NOW, what if the foreign national does not obtain H-1B status due to the quota? Big problem. However, not all H-1B non-immigrants are subject to this annual cap. One notable exemption is one having a U.S. Master’s Degree. Under the law the first 20,000 H-1B petitions that are filed on behalf of foreign nationals that have earned an advanced degree from a U.S. institution of higher education are exempt from the H-1B quota.
Note: this exemption is only available to those foreign nationals who have earned a Master’s or higher graduate degree from a U.S. institution of higher education. It does not include foreign graduate degrees.
There are two other classes of exemptions we should take note of. Consider H-1B cap exempt petitioners. The H-1B cap does not apply to certain applicants filing for H-1B visas through institutions of higher education, nonprofit research organizations, and government research organizations. Now consider a class known as H-1B cap exempt beneficiaries.
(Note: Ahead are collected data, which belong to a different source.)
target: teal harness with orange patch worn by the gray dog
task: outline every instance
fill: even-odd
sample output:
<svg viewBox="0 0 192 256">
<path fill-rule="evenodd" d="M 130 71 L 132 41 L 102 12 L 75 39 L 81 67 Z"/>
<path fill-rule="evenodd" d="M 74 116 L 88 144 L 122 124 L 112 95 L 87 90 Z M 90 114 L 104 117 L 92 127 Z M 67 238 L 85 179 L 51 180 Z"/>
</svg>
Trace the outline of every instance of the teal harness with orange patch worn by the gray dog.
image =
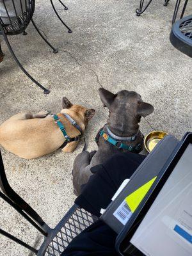
<svg viewBox="0 0 192 256">
<path fill-rule="evenodd" d="M 132 145 L 127 145 L 125 143 L 122 143 L 122 141 L 135 141 L 138 133 L 140 131 L 138 131 L 137 134 L 134 134 L 131 137 L 118 137 L 115 134 L 113 134 L 109 128 L 106 126 L 106 129 L 108 131 L 108 133 L 104 132 L 104 129 L 100 129 L 100 131 L 98 132 L 95 141 L 99 142 L 99 137 L 102 136 L 102 138 L 104 138 L 105 141 L 108 141 L 109 143 L 111 143 L 113 146 L 115 146 L 116 148 L 120 149 L 125 149 L 125 150 L 129 150 L 130 152 L 134 152 L 134 153 L 139 153 L 142 149 L 143 146 L 143 136 L 142 136 L 142 142 L 138 143 L 136 146 L 132 146 Z"/>
</svg>

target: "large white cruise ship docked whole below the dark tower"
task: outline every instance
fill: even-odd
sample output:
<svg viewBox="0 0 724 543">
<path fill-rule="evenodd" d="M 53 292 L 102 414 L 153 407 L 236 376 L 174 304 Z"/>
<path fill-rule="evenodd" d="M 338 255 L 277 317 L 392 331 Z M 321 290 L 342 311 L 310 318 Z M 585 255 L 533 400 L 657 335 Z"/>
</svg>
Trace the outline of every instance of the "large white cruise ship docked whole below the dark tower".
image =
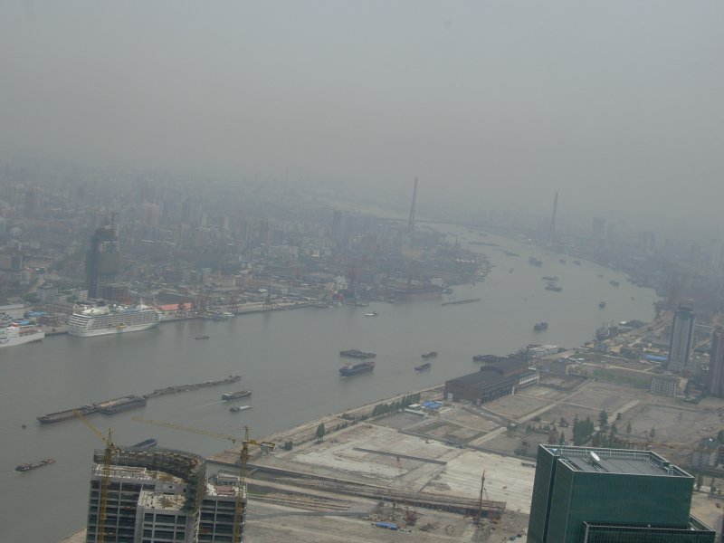
<svg viewBox="0 0 724 543">
<path fill-rule="evenodd" d="M 101 306 L 73 313 L 68 319 L 68 333 L 79 338 L 122 334 L 149 329 L 158 324 L 162 314 L 153 308 L 138 306 Z"/>
</svg>

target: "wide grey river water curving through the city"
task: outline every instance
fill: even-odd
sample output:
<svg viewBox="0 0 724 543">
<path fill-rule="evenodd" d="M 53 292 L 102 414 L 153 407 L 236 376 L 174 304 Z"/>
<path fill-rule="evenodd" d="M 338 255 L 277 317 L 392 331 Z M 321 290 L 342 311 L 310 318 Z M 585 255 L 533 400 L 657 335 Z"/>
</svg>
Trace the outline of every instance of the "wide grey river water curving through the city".
<svg viewBox="0 0 724 543">
<path fill-rule="evenodd" d="M 558 262 L 559 255 L 505 238 L 458 230 L 461 242 L 500 243 L 517 252 L 489 255 L 486 281 L 454 287 L 457 300 L 480 302 L 441 306 L 441 300 L 369 308 L 305 309 L 244 315 L 227 321 L 186 320 L 157 329 L 104 338 L 59 336 L 0 350 L 0 534 L 3 541 L 53 542 L 85 525 L 92 452 L 102 443 L 80 421 L 41 426 L 40 414 L 155 388 L 243 376 L 241 383 L 148 400 L 141 409 L 90 421 L 116 443 L 154 436 L 161 446 L 201 454 L 224 449 L 224 441 L 195 433 L 141 424 L 141 416 L 195 428 L 253 437 L 344 411 L 391 395 L 414 391 L 476 371 L 475 354 L 507 354 L 529 343 L 576 347 L 592 338 L 605 320 L 653 319 L 655 293 L 639 289 L 618 272 L 591 262 Z M 528 263 L 535 255 L 542 268 Z M 513 271 L 510 271 L 510 269 Z M 559 277 L 561 292 L 545 291 L 541 275 Z M 602 275 L 603 277 L 600 277 Z M 620 281 L 614 288 L 610 280 Z M 443 301 L 448 300 L 447 296 Z M 603 310 L 598 302 L 606 301 Z M 376 311 L 377 317 L 364 313 Z M 533 324 L 548 321 L 548 331 Z M 208 335 L 205 341 L 196 336 Z M 338 352 L 360 348 L 377 353 L 373 374 L 338 376 Z M 420 355 L 436 350 L 429 371 L 417 373 Z M 230 413 L 221 401 L 229 390 L 252 388 Z M 22 424 L 27 424 L 22 429 Z M 33 472 L 14 472 L 21 462 L 52 457 L 57 462 Z"/>
</svg>

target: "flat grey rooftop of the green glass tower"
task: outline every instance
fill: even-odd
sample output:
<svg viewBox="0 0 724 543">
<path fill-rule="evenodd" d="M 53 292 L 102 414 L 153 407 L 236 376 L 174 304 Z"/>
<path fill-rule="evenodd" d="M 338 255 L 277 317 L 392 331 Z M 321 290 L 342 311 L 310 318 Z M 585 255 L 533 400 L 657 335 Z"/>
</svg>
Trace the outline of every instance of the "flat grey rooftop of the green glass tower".
<svg viewBox="0 0 724 543">
<path fill-rule="evenodd" d="M 541 445 L 556 456 L 572 472 L 622 473 L 658 477 L 689 477 L 653 451 L 628 449 L 595 449 L 592 447 L 556 447 Z"/>
</svg>

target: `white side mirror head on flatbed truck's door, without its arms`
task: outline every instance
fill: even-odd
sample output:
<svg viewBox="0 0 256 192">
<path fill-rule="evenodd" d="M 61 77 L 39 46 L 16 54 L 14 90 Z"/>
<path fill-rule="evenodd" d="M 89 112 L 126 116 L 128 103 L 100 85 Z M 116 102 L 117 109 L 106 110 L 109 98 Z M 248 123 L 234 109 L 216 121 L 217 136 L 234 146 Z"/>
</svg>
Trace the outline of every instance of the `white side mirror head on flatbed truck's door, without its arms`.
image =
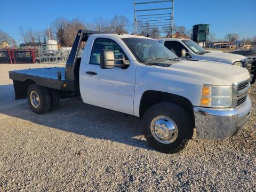
<svg viewBox="0 0 256 192">
<path fill-rule="evenodd" d="M 115 67 L 115 55 L 111 50 L 101 50 L 100 53 L 100 68 L 111 69 Z"/>
</svg>

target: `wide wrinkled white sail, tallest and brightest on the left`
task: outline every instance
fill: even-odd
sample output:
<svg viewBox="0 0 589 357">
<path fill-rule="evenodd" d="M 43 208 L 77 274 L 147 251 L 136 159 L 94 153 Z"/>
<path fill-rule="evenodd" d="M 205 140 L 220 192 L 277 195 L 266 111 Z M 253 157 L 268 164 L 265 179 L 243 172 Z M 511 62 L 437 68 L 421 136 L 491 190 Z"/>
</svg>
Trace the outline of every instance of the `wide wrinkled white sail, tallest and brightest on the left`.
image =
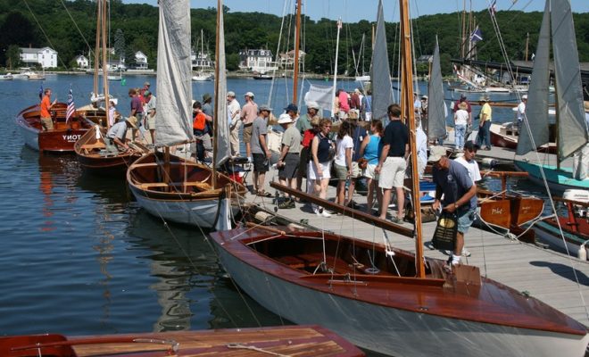
<svg viewBox="0 0 589 357">
<path fill-rule="evenodd" d="M 157 46 L 156 145 L 192 140 L 190 2 L 160 0 Z"/>
</svg>

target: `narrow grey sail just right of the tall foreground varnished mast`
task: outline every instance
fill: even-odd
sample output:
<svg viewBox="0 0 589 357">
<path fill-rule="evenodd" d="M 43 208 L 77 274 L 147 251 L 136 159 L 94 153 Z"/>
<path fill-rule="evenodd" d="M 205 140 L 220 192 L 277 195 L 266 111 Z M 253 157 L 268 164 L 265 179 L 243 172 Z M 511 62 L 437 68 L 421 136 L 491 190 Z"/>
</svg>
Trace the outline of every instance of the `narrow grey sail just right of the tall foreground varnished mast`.
<svg viewBox="0 0 589 357">
<path fill-rule="evenodd" d="M 440 47 L 437 43 L 432 60 L 432 71 L 427 87 L 427 137 L 435 140 L 446 135 L 446 111 L 444 104 L 444 83 L 440 67 Z"/>
</svg>

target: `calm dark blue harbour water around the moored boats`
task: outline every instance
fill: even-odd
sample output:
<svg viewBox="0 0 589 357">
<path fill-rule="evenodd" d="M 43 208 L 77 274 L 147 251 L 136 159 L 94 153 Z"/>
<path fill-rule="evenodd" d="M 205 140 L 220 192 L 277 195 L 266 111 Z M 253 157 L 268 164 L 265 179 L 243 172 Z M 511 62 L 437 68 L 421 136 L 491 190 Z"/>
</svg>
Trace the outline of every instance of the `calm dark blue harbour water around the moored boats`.
<svg viewBox="0 0 589 357">
<path fill-rule="evenodd" d="M 157 95 L 154 77 L 129 77 L 124 87 L 112 85 L 111 93 L 120 98 L 120 112 L 129 113 L 129 87 L 142 87 L 145 80 Z M 356 86 L 340 83 L 347 89 Z M 75 156 L 40 155 L 23 147 L 13 118 L 36 103 L 40 84 L 0 82 L 1 335 L 284 323 L 237 292 L 220 269 L 212 246 L 196 229 L 168 228 L 142 212 L 131 201 L 123 179 L 88 176 Z M 212 85 L 195 83 L 195 97 L 212 93 Z M 87 104 L 92 78 L 48 76 L 43 86 L 52 87 L 61 101 L 72 87 L 76 103 L 82 105 Z M 290 87 L 278 81 L 274 108 L 289 102 Z M 270 81 L 229 79 L 228 89 L 236 91 L 238 99 L 251 90 L 258 103 L 266 103 Z M 424 87 L 421 90 L 425 93 Z M 511 120 L 510 111 L 507 114 Z"/>
</svg>

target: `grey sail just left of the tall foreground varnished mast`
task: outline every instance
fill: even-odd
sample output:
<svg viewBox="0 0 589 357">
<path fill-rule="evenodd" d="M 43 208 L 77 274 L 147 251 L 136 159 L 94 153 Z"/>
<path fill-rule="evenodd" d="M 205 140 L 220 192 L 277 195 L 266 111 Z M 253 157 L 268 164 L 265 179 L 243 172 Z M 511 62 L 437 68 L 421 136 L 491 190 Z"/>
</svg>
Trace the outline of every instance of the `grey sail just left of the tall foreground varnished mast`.
<svg viewBox="0 0 589 357">
<path fill-rule="evenodd" d="M 370 80 L 372 83 L 372 118 L 383 119 L 386 109 L 393 104 L 393 87 L 391 87 L 391 72 L 389 71 L 388 53 L 386 50 L 385 15 L 383 2 L 378 1 L 377 34 L 372 52 L 372 66 Z"/>
</svg>

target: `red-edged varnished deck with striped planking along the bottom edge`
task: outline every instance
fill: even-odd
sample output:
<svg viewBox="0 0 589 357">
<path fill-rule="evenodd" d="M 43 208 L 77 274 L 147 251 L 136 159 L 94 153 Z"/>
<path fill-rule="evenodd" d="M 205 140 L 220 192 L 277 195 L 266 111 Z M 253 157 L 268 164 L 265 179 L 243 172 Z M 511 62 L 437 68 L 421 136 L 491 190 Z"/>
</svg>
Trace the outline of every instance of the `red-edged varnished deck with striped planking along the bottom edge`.
<svg viewBox="0 0 589 357">
<path fill-rule="evenodd" d="M 236 328 L 106 336 L 56 334 L 0 337 L 4 357 L 90 356 L 363 356 L 357 347 L 319 326 Z"/>
</svg>

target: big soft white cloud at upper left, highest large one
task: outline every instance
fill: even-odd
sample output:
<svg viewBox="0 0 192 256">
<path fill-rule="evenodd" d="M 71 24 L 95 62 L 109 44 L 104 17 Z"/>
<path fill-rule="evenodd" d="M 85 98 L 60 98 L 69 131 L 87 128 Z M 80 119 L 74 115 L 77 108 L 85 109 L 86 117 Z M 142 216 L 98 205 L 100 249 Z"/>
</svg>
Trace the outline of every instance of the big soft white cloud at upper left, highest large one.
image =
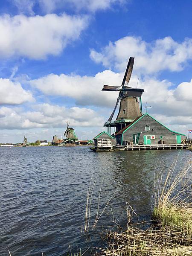
<svg viewBox="0 0 192 256">
<path fill-rule="evenodd" d="M 87 27 L 86 16 L 0 16 L 0 57 L 44 59 L 58 55 Z"/>
</svg>

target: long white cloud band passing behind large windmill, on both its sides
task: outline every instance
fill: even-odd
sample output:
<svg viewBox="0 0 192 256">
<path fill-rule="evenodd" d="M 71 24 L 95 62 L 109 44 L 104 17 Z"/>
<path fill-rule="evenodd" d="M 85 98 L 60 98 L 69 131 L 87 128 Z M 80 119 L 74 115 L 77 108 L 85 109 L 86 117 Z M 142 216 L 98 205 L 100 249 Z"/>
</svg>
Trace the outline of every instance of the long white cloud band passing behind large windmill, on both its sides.
<svg viewBox="0 0 192 256">
<path fill-rule="evenodd" d="M 76 104 L 81 106 L 95 105 L 100 113 L 110 116 L 118 93 L 101 91 L 102 85 L 120 85 L 122 78 L 123 73 L 105 70 L 93 77 L 51 74 L 32 80 L 30 83 L 46 95 L 68 96 L 75 99 Z M 137 79 L 137 76 L 131 77 L 131 87 L 136 87 Z M 176 125 L 177 123 L 179 125 L 182 119 L 185 120 L 183 123 L 191 123 L 189 116 L 191 116 L 192 109 L 192 82 L 174 85 L 168 80 L 160 81 L 154 77 L 145 77 L 143 79 L 140 78 L 139 87 L 144 89 L 142 97 L 143 112 L 145 111 L 145 102 L 147 102 L 148 105 L 152 106 L 149 113 L 157 117 L 166 116 L 162 120 L 168 126 Z M 103 106 L 108 108 L 108 110 L 105 109 L 105 113 L 101 112 Z"/>
</svg>

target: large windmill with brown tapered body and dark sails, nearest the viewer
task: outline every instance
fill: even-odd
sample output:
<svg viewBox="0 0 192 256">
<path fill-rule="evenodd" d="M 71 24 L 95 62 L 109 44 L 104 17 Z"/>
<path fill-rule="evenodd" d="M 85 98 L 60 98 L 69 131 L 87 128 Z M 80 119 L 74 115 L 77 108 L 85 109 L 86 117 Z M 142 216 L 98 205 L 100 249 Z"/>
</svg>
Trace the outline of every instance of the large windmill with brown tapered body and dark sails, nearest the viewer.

Even after the H-1B cap is reached, visas will still be available for applicants filing for amendments, extensions, and transfers, unless they are transferring from an exempt employer or exempt position and were not counted toward the cap previously; i.e., if you have been counted once you will not be counted a second time. Accordingly, U.S. Citizenship and Immigration Services (“USCIS”) will continue to process petitions filed to: (a) extend the amount of time a current H-1B worker may remain in the United States; (b) change the terms of employment for current H-1B workers; (c) allow current H-1B workers to change employers.
Note: it does not include workers who currently hold H-1B status in a cap-exempt job, such as a faculty or researchers at a university or government research institution, or physicians at teaching hospitals; (d) the H-1B cap exemption also applied to workers who are currently outside the U.S., as long as they held an H-1B visa status during the past six years, have not exhausted the full six years, and have not spent a full year outside the U.S.